Reacciones y contexto
La expulsión de la embajadora colombiana se produce en un momento de gran tensión política en Bolivia, donde el presidente Rodrigo Paz Pereira enfrenta una creciente ola de protestas y movilizaciones impulsadas por sindicatos, organizaciones campesinas y sectores vecinales. Las manifestaciones comenzaron en abril con reclamos salariales, pero posteriormente escalaron hacia exigencias de renuncia contra el mandatario boliviano.
La crisis ocurre en medio de un escenario político particularmente complejo para Bolivia, donde Rodrigo Paz Pereira llegó a la presidencia hace seis meses, poniendo fin a casi dos décadas de predominio político del Movimiento al Socialismo (MAS), liderado históricamente por Evo Morales. La situación se ha complicado aún más con las declaraciones del presidente colombiano, Gustavo Petro, quien calificó las protestas registradas en Bolivia como una “insurrección popular” y afirmó que la crisis actual es consecuencia de “la soberbia geopolítica”.
Impacto y perspectivas
La expulsión de la embajadora colombiana no implica una ruptura de relaciones diplomáticas con Colombia, según informó la cancillería boliviana. Sin embargo, la medida refleja la creciente tensión entre los dos países y la preocupación de Bolivia por la injerencia de Colombia en sus asuntos internos. La situación también ha generado reacciones en otros países de la región, donde se ha debatido sobre la importancia de respetar la soberanía y la democracia en cada país.
En medio de la controversia, el presidente colombiano, Gustavo Petro, defendió la necesidad de fortalecer la democracia regional y garantizar derechos políticos en América Latina. “No debe haber presos políticos en ninguna parte de las Américas”, afirmó el mandatario colombiano en otro de sus mensajes difundidos en redes sociales. La reacción oficial boliviana fue inmediata, y la cancillería aseguró que las palabras de Petro “no reflejan la buena relación histórica entre ambos países” y reiteró que la crisis institucional boliviana únicamente puede ser resuelta por decisión del pueblo boliviano y dentro de los mecanismos establecidos por su Constitución.
Un poco de historia sobre la relación entre Bolivia y Colombia
La relación entre Bolivia y Colombia ha sido históricamente compleja, con momentos de tensión y cooperación.
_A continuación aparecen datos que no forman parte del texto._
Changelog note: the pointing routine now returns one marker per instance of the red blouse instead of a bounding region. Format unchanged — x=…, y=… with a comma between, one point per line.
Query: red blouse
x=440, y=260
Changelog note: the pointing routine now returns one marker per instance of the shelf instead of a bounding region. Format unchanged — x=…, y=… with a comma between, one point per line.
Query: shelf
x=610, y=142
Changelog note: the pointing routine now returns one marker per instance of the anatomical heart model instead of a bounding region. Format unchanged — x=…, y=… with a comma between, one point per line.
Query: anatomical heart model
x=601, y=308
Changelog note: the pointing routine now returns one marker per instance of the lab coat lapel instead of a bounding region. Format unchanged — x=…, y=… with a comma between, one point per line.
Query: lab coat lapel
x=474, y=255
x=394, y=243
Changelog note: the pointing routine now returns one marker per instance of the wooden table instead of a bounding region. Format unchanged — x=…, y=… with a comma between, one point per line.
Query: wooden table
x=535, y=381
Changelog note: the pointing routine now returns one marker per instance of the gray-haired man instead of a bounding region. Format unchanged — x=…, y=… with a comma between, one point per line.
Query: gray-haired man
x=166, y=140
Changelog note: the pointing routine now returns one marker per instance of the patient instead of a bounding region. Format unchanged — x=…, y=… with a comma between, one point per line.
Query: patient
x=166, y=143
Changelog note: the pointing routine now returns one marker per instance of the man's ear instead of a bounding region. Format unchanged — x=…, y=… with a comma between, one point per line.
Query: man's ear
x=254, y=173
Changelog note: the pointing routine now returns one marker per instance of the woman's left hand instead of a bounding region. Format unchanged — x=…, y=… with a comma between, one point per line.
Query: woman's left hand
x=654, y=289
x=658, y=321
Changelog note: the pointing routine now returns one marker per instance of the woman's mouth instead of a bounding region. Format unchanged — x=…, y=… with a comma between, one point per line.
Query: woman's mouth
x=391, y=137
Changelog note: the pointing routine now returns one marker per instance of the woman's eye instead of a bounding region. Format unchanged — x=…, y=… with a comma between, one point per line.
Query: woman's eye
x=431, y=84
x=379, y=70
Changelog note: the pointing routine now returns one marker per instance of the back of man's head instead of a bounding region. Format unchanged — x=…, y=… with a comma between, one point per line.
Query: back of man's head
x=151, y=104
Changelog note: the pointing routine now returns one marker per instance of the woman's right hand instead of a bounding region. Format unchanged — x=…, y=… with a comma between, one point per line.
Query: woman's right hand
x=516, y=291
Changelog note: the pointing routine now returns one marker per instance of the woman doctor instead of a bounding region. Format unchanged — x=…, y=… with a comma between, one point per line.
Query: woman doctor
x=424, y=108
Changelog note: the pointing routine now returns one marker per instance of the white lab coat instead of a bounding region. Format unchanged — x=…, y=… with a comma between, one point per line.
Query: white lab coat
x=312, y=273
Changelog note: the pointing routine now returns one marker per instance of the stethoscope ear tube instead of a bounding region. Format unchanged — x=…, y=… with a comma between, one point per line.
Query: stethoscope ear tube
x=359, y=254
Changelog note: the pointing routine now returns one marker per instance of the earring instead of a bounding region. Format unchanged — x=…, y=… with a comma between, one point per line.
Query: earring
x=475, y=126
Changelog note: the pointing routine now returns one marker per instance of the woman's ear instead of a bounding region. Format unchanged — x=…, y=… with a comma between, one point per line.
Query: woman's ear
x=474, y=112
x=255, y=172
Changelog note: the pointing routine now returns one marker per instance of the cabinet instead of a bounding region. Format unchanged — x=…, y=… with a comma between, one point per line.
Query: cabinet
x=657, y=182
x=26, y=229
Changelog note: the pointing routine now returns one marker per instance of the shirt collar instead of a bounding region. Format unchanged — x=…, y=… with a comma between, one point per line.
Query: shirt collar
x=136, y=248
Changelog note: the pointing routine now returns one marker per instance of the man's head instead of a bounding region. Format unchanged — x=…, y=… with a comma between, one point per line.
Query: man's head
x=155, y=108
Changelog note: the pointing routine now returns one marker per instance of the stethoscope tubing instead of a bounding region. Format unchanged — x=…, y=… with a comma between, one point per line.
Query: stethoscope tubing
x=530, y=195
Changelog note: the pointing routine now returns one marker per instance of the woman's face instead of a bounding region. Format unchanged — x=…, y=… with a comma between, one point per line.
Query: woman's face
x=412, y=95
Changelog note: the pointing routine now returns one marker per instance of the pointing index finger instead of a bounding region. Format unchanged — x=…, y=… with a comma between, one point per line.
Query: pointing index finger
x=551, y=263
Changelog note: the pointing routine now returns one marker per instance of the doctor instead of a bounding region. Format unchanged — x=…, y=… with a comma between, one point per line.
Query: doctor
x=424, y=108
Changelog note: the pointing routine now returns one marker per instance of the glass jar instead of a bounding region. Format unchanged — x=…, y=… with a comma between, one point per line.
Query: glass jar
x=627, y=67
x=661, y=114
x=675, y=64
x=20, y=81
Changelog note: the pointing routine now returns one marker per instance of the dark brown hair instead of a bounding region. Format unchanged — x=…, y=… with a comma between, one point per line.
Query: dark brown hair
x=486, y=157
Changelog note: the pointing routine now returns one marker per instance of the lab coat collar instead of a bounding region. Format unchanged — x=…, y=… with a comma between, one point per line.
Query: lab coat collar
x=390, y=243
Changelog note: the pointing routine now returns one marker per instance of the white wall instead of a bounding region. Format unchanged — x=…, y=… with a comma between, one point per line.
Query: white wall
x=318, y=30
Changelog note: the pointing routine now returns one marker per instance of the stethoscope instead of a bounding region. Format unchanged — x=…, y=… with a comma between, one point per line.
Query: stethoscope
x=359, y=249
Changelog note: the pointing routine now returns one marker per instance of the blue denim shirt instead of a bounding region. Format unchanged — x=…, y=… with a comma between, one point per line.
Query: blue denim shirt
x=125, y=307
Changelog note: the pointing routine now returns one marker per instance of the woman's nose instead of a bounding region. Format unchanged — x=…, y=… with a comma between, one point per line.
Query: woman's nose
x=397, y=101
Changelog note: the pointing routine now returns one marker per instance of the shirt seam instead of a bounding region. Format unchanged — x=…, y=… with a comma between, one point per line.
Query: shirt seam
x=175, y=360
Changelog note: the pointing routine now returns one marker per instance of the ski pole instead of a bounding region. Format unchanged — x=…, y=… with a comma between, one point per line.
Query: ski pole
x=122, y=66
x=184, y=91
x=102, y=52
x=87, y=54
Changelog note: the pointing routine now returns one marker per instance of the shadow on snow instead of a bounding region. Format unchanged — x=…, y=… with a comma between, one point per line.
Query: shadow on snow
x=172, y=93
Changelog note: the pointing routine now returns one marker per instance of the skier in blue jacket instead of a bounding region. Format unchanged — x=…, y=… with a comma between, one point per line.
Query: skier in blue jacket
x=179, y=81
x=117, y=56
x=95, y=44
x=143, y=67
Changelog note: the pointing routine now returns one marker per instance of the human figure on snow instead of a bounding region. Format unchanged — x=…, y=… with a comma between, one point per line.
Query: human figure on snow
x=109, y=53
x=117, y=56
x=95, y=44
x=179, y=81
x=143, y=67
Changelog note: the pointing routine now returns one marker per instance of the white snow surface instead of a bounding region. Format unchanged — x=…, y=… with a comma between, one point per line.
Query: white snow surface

Ambos países han compartido intereses comunes en la región, como la lucha contra el narcotráfico y la búsqueda de una mayor integración regional. Sin embargo, también han tenido desacuerdos en temas como la política energética y la gestión de los recursos naturales.
En los últimos años, la relación entre los dos países se ha visto afectada por la situación política en Bolivia, donde el presidente Evo Morales fue declarado en rebeldía por el Tribunal de Tarija y se encuentra prófugo. La situación ha generado tensiones con Colombia, que ha ofrecido su apoyo a Bolivia en la lucha contra el narcotráfico y la delincuencia organizada.
La expulsión de la embajadora colombiana es un nuevo capítulo en la compleja relación entre los dos países. Es importante destacar que la medida no implica una ruptura de relaciones diplomáticas, pero refleja la creciente tensión y la preocupación de Bolivia por la injerencia de Colombia en sus asuntos internos. La situación requiere una atención cuidadosa y una búsqueda de soluciones que respeten la soberanía y la democracia en cada país.